KENT, MÜCADELE VE BELEDİYE BAŞKANI

“Kent, Sınıf, İktidar” adlı çalışmasında Manuel Castells, kentlerin mücadele alanı haline gelmesi sürecini çok güzel tespitlerle anlatır. Orta gelir grubu, işçi sınıfı ile birlikte kent savunma mevziinde yan yanadır, talepleri benzerdir. Castells önderlik kısmında beyaz yakalılar- orta sınıf mensuplarını öne çıkarır eserinde ve kentlerin yeniden şekillendirilmesinin toplumsal mücadeleler açısından yeni kapılar araladığı tespitinde bulunur.

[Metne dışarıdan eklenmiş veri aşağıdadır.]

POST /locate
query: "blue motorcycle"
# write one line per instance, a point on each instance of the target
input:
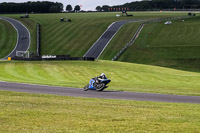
(96, 84)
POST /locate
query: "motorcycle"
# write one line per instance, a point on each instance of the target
(96, 84)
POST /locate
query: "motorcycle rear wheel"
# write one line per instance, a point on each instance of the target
(86, 87)
(100, 87)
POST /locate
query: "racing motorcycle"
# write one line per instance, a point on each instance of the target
(96, 84)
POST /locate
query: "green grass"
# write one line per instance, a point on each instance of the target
(124, 76)
(124, 36)
(176, 45)
(77, 37)
(8, 38)
(21, 112)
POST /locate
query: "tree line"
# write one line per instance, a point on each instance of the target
(38, 7)
(153, 5)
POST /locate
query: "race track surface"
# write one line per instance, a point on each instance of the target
(98, 47)
(78, 92)
(23, 36)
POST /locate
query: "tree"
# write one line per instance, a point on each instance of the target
(105, 7)
(98, 8)
(77, 8)
(53, 9)
(68, 8)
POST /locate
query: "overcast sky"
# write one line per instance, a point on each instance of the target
(86, 4)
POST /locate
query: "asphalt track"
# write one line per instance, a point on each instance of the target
(22, 31)
(78, 92)
(99, 46)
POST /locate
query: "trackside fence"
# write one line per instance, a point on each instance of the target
(38, 40)
(53, 58)
(116, 57)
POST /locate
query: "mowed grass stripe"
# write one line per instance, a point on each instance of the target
(174, 45)
(120, 40)
(124, 76)
(50, 113)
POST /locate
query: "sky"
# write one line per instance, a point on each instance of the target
(86, 4)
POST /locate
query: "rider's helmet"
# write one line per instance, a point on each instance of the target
(102, 74)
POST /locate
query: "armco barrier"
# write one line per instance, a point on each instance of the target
(53, 58)
(140, 29)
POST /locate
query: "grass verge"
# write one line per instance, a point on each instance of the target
(21, 112)
(175, 46)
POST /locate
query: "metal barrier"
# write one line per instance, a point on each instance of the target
(140, 29)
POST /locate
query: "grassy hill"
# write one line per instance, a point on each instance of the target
(22, 112)
(124, 76)
(176, 45)
(8, 38)
(76, 37)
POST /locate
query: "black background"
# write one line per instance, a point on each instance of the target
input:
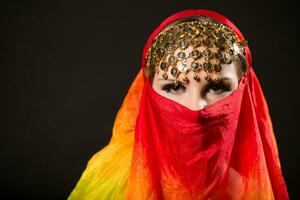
(66, 67)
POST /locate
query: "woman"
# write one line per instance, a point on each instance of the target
(194, 124)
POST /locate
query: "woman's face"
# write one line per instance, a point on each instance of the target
(195, 95)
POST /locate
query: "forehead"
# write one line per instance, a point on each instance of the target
(194, 46)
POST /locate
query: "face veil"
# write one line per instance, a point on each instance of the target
(162, 150)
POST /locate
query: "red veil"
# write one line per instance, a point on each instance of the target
(163, 150)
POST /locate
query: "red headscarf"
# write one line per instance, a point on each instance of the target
(160, 149)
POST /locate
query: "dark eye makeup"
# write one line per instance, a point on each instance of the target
(211, 87)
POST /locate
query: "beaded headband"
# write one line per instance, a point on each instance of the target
(212, 44)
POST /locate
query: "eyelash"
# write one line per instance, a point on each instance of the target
(217, 88)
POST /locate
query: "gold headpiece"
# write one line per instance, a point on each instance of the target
(212, 44)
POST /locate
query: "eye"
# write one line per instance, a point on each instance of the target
(174, 89)
(218, 87)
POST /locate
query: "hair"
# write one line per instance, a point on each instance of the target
(242, 63)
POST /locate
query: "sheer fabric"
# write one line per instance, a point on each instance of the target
(162, 150)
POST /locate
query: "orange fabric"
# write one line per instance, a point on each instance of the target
(163, 150)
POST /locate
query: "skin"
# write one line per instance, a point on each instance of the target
(196, 95)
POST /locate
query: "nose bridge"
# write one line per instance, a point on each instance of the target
(194, 101)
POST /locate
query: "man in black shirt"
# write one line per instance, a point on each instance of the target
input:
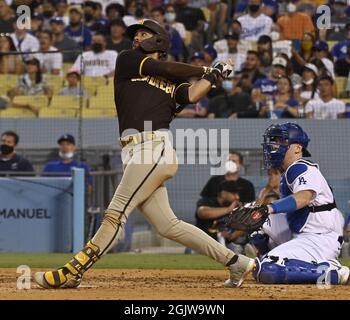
(342, 66)
(147, 91)
(245, 187)
(189, 16)
(210, 210)
(6, 18)
(9, 159)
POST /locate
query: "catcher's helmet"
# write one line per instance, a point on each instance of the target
(277, 139)
(159, 42)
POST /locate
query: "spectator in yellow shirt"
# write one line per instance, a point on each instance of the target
(294, 24)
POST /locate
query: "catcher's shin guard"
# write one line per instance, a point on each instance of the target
(70, 275)
(295, 271)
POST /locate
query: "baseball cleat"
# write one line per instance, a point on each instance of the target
(57, 279)
(239, 270)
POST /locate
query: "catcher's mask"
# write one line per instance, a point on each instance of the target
(278, 138)
(159, 42)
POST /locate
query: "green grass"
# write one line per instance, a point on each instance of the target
(116, 261)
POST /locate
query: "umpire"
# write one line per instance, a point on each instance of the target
(147, 90)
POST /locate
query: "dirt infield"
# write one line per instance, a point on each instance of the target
(165, 284)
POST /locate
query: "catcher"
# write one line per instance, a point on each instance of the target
(312, 215)
(147, 91)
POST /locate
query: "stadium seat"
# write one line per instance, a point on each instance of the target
(8, 80)
(66, 68)
(36, 101)
(70, 102)
(57, 113)
(102, 102)
(331, 44)
(107, 91)
(55, 82)
(99, 113)
(341, 85)
(16, 113)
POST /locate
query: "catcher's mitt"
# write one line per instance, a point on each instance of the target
(248, 218)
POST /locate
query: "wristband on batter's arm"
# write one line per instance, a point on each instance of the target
(286, 205)
(212, 75)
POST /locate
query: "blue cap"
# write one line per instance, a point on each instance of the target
(321, 45)
(198, 55)
(211, 51)
(66, 137)
(57, 20)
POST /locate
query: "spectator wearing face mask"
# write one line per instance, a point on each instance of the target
(135, 11)
(234, 104)
(93, 17)
(117, 40)
(233, 164)
(304, 54)
(255, 23)
(170, 18)
(63, 42)
(51, 63)
(210, 210)
(176, 43)
(76, 29)
(326, 106)
(115, 11)
(9, 159)
(342, 66)
(321, 52)
(98, 61)
(294, 24)
(308, 88)
(66, 162)
(199, 109)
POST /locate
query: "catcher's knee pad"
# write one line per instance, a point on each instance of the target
(84, 259)
(260, 242)
(294, 271)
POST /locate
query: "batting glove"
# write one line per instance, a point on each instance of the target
(225, 68)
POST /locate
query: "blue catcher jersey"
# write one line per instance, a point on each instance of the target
(305, 175)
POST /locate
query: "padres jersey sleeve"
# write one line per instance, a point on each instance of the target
(129, 64)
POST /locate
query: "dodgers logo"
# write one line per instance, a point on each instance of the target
(256, 215)
(302, 181)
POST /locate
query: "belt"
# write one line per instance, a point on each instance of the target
(340, 239)
(138, 138)
(324, 207)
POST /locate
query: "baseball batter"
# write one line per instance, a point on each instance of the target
(147, 88)
(311, 213)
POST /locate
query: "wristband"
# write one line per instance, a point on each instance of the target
(286, 205)
(212, 76)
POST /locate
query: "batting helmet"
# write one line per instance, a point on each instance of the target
(278, 138)
(159, 42)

David Harvey ise benzer bir pencereden bakarak biraz daha farklı tespitlerde bulunur. Harvey’e göre büyük üretim tesisleri büyük şehirlerin merkezini terk eder ve artık daha az insan gücüne ihtiyaç duyar. Durum böyle olunca işçi sınıfı mensupları kent içi ekonomide kendisine yer bulur. Daha yoğun olarak hizmet sektöründe çalışmaya başlayan kentli işçiler… Aslında daha kırılgan bir durum vardır çünkü güvence, sendika vs yoktur artık. Harvey buradan büyük bir hareket beklemektedir.

Birbirlerine karşıt gibi görünse de birbiriyle bağlantılı olan süreçler Castells ve Harvey’in tarif ettikleri. Her ikisi de toplum mücadelelerin yönünün ekonomik meseleler ile birlikte kentsel mücadele alanına kaydığını tespit eder.

Dönelim İstanbul’a. İktidar ve medyası her türlü çarpıtmada bulunmuş olsa da Gezi Parkı’nın dönüştürülmek istenmesi üzerine başlayan mücadeleler bir kentli tepkisidir. Dini söylemler üzerinden iktidar etrafında tutulan mahalleler dışında İstanbul’daki her mahallede yansımaları da görüldü. Orta-üst sınıfın yaşadığı semtlerde de alt gelir grubunun yaşadığı semtlerde de çeşitli hareketler yaşandı ve kent sorunlarının tartışıldığı semt meclisleri kurulan yerler oldu. Gerçekten önemli bir deneyimdi. Ancak temel sıkıntısı önderlik noktasında oldu. Kitle geleneksel örgüt ve önderlik modellerini kabul etmedi ama kendisi de yerine bir şey koyamadı.

Bugün ise başka bir kentsel mücadele ile karşı karşıyayız: Kanal İstanbul

Bir türlü gelemeyen kışın tam da geldiği günlerde çok sayıda İstanbullu Çevre ve Şehircilik İl Müdürlüğü önüne ÇED raporuna itiraz etmek için akın etti. Çevremden gördüğüm kimse soğuğu bahane etmedi ve yaşadığı kent için bir gününü buna ayırmış oldu.

Gezi Parkı etrafında şekillenen eylemlerden farklı olarak ise bu sefer çok net bir önderlik de oluşmuş durumda. Üstelik bu önderlik çok da meşru bir makam üzerinden ortaya çıktı: İstanbul Büyükşehir Belediyesi Başkanı Ekrem İmamoğlu.

Görünen o ki; İstanbul Büyükşehir Belediyesi, İstanbul’da hayata geçirilmeye çalışılan akıl dışı ancak rantı yüksek projelerde İstanbul’un hakkını savunacak. Kreş, süt, meslek edindirme gibi hizmetlerle kent yoksulu kitlelerin de desteğini alan 16 Milyon kişinin yaşadığı bir kentin belediye başkanının önünde kolay kolay bir güç duramaz.

Kent mücadelesine de iyi geldin İmamoğlu diyorum.

Yazımızı bitirirken ilginç bulduğum bir detayı paylaşmak isterim: Halk diyebileceğimiz kitle o soğukta on metrelerce kuyruk oluşturup itiraz dilekçelerini teslim etmek için beklerken; sol-sosyalist örgütlerin birçoğu sıcak binalarında dilekçelerini toplayıp toplu teslim ettiler. Somut olarak öne çıkan veri kaç dilekçenin teslim edildiği olacağı için arkadaşlarımız bu sürece katkı vermiş oldular tabii ancak şu soruyu da sormadan geçemiyorum: Halkla aynı kaderi paylaşmayandan ‘öncü’ olur mu?